Coming-of-age stories tend to focus on teenagers, as the high school years and puberty and everything else related to that time can contain massive amounts of change. But what happens after someone graduates from college can be just as confusing, as you’re no longer considered a kid but you’re also not fully an adult.
Writer/director/actor/Dallas native Cooper Raiff expertly explores that fraught time period in his sophomore film, Cha Cha Real Smooth. Raiff plays Andrew, a 22-year-old college graduate without a plan forced to move back home with his mom (Leslie Mann), stepfather Greg (Brad Garrett), and younger brother David (Evan Assante), making a little bit of money working at a cheap mall food chain called Meat Sticks.
While accompanying David to a friend’s bat mitzvah, Andrew becomes an impromptu party starter, trying to liven things up. He does such a good job that he’s recruited by other Jewish mothers to actually do the job at future parties. He’s more than happy to do so, especially as Domino (Dakota Johnson) and her autistic daughter Lola (Vanessa Burghardt), with whom he hits it off at that first bat mitzvah, are regular attendees at the celebrations.

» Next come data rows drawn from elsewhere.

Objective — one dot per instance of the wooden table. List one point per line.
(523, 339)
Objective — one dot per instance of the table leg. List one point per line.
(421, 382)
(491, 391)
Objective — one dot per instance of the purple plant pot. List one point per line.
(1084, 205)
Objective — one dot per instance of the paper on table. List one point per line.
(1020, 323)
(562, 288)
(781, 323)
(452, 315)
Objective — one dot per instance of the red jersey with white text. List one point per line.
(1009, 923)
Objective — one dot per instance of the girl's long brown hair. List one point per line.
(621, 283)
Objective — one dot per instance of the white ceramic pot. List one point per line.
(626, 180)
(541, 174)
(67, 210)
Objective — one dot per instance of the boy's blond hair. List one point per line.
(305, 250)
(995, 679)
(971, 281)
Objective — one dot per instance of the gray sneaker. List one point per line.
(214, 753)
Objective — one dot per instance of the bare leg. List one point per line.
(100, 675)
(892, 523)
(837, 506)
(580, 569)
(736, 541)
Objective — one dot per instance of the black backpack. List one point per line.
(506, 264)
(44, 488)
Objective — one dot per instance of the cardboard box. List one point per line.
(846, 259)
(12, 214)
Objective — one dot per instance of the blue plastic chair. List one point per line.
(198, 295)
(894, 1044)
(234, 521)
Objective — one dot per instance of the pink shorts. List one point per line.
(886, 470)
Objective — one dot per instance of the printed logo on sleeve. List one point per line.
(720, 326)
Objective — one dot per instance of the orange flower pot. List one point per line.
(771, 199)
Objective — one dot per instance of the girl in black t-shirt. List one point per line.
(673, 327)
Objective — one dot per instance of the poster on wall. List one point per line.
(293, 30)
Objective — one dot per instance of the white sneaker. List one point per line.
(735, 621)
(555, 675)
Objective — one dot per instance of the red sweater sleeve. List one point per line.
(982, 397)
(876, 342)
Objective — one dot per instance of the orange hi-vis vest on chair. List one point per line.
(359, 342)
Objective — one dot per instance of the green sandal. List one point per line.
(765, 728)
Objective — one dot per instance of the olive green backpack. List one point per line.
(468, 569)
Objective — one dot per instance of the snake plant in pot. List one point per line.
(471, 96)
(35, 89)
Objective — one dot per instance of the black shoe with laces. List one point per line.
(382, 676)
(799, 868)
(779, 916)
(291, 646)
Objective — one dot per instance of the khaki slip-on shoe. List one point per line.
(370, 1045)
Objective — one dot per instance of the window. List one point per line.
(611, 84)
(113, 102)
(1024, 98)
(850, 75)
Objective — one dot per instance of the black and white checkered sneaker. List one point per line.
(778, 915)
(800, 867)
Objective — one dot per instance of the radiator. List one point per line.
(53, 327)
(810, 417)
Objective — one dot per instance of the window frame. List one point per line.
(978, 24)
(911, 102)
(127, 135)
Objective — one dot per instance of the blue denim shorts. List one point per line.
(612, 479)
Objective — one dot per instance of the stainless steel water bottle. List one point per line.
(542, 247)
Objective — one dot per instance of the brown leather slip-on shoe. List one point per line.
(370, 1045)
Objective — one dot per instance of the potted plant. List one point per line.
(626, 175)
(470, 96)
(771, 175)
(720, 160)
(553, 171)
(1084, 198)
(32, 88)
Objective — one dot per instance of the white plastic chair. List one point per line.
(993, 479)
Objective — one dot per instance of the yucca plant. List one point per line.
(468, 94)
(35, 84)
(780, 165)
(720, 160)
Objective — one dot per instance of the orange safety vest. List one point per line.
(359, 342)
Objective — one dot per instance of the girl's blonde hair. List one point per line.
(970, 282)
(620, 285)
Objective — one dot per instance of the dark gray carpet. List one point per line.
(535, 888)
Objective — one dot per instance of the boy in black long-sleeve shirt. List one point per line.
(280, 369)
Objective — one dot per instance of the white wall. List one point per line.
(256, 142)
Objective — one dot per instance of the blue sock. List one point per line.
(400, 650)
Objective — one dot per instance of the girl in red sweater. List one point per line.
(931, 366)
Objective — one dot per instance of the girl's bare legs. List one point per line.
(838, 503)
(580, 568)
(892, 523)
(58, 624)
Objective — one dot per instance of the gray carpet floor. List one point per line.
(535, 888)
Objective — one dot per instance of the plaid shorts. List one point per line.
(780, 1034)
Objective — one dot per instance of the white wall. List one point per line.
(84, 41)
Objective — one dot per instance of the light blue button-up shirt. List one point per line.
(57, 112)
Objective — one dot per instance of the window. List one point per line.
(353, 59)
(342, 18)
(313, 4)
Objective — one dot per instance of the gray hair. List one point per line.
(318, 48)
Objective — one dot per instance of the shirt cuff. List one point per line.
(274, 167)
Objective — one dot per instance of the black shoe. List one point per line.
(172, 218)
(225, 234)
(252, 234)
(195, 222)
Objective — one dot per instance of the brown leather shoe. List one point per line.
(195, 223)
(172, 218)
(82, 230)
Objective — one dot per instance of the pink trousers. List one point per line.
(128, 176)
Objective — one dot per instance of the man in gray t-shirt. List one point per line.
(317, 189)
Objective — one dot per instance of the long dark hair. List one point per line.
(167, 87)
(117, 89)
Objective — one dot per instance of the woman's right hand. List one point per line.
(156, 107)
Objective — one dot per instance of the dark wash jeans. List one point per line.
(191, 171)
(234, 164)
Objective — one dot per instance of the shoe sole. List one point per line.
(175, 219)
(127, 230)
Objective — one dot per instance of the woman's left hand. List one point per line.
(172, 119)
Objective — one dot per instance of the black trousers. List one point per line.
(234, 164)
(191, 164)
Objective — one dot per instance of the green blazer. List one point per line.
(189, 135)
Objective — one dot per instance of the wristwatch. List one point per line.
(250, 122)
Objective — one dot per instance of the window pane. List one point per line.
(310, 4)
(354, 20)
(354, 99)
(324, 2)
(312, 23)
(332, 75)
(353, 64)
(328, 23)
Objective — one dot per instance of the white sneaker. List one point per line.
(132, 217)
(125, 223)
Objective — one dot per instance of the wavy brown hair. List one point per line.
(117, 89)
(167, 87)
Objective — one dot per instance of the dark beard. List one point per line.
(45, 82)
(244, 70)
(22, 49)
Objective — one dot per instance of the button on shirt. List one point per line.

If it were like a lot of other movies, Cha Cha Real Smooth would push hard on the will they/won’t they question between Andrew and Domino. But the 25-year-old Raiff has a subtlety to his filmmaking that belies his young age. He takes his time setting up the story, establishing Andrew’s so-nice-it-hurts personality and the barely-contained depressive demeanor of Domino. Every time they get together is a small building block, adding up to something completely satisfying.
And while the bond between Andrew and Domino is immediate and obvious, Raiff layers on multiple other elements to flesh out both characters. Andrew is at ease as both a party starter and when helping his brother plan his first kiss or Lola come out of her shell, but he also has an underlying hostility for his stepfather and bullies at the parties. Domino has experienced a lot at a relatively young age, and her search for answers is an ongoing one that just happens to rope in Andrew.
While there’s nothing overly complicated about the story, it’s difficult to overstate how impressive Raiff’s filmmaking is. At a time in life when most aspiring filmmakers are making low-budget short films, Raiff demonstrates a sharp focus to his storytelling. There is never a moment when he fails to connect the dots between scenes, loses the emotion due to poor editing, or falls prey to easy plot mechanisms. The film may seem simple on the surface, but it’s far from it.
Raiff as an actor is interesting to watch. He has a habit of speaking with his teeth showing the majority of the time, like he’s in a constant half-smile. In addition to his upbeat personality, this visual makes him highly watchable. Johnson makes for a nice scene partner for him, as she’s noticeably restrained yet still compelling. Other standouts include Mann and, making her movie debut, Burghardt.
There’s an ache to the story of Cha Cha Real Smooth that’s highly relatable for anyone who struggled to find their way in the world in their twenties. In the able hands of a filmmaker like Raiff, the movie is one that opens and breaks your heart in equal measures.
Cha Cha Real Smooth is playing in select theaters and on Apple TV+.